Superb lyrical writing
Well, L K von Weber, I was another reader who cried while reading Resistance, and I'm glad that someone else felt the same. The writing is superb and Owen Sheers' description of the Welsh countryside brought out the emotional Celt in me too. City-dwellers may find his descriptions a little over-loving, but I think they are missing the point here.
Resistance begs the question - what if? What would anyone have done in the same set of circumstances, particularly living in such harsh conditions without men to help on the farm? The words "co-operation" and "collaboration" are very close and most of us are not heroes. The novel also explores the relationship between the invader and the invaded and how relationships become closer in those conditions.
This novel made me think of another called Island Madness by Tim Binding which is set in the German-occupied Channel Islands. The themes are very similar and the question "what if?" raises its head again.
I felt the cover of Resistance could have been better. It gives a very mixed message and the novel could have been dismissed as "romance" by some readers who didn't venture beyond the cover. Otherwise, an excellent read and I would read future novels by this writer.
An intriguing premise
I'm still trying to decide what I feel about 'Resistance'. It's beautifully written, the author is a poet and it shows, but sometimes I feel there's an element of: 'Look what a beautiful phrase that was'. And it's very slow-moving. Not a real fault as such, it takes the reader through the winter, which IS slow, but there are times when the story drags. And it's sad, tragic - of course it is. You know there won't be, can't be, a happy ending but you really want one. However I found the ending SO enigmatic that I'm still not totally clear exactly what happened, except that it all ended horribly. I didn't want all the loose ends tied up neatly but I'd have though it would have been possible to spell it out a little more clearly and still leave the reader wanting more.

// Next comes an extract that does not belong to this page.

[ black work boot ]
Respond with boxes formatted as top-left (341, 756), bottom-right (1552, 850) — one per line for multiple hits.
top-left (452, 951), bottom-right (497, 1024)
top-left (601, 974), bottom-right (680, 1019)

I checked out some reviews on Amazon and one of them sniffed that the cover made it look like 'a wartime romance'. Well, maybe not romance as such, but it's definitely a 'romantic' novel, which is no bad thing. It somehow doesn't fit the `epic tragedy' that the story suggests and I think I felt slightly cheated because I wanted more; more depth, more story, more ending.
It's a good, intriguing read, though I felt it wasn't quite in the same league as 'Fatherland' by Robert Harris,another 'what if' book.
'Resistance' would make a terrific film.